The University Bookstore is an integral partner in this working group and the move to a more sustainable and accessible practice of open access course materials. In the last year, the Bookstore has established printing services so that online open access materials can be printed on demand and in-house at a fraction of the cost of a traditional textbook; great news for those of us who are more comfortable with a paper copy to highlight and mark up with notes. This also allows students to keep textbooks for their personal collections and future resource needs, rather than feeling it necessary to attempt to resell learning materials just to recoup any of the exorbitant initial cost of the book.

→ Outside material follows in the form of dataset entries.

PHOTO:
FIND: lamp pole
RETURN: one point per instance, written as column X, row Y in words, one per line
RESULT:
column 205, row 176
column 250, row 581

As a result of direct lobbying from students around the province through the British Columbia Federation of Students’ Open Textbooks Now! campaign, the BC government committed $3.26 million to BCcampus this April to fund the creation and adaption of open textbooks. This financial support signals that the provincial government, through the Ministry of Advanced Education Skills and Training, is recognizing the importance of affordable and accessible textbook options for students across BC. With OERs students would not be put in a position to make such choices about their education based on their financial situation at the beginning of each semester.
Between October 21 and 26, 2019, for Open Access Week, the Students’ Union engaged students in a variety of activities to continue the conversation about open educational materials on campus and build student awareness and support for this shift. We heard from many students who were electing not to purchase books at all, taking a hit to their grades because they couldn’t afford the required readings, or dropping courses when the textbook costs were too high.
During Open Access Week, students put forward the names of many faculty members they know who have already committed to using, adapting, or creating open education resources in their courses at VIU. Knowing the positive impact this switch in learning materials has on their lives, students were quick to nominate and sing the praises of faculty members in their departments who were champions for OERs. The Students’ Union has been recognizing and will continue to support faculty members who are OER champions. Each faculty member who makes the conscious choice to adopt open educational resources is a small victory in the culture shift to more accessible and sustainable learning materials in the classrooms at VIU.
These victories must be continually celebrated until open education becomes the regular practice, students aren’t making choices between purchasing required textbooks or buying groceries, and shipments of textbooks are no longer being transported repeatedly and unnecessarily across the continent. When traditional textbooks are assigned in our classrooms, the bookstore incurs repeated shipping costs, we as students incur the textbook cost, and our planet incurs the environmental cost.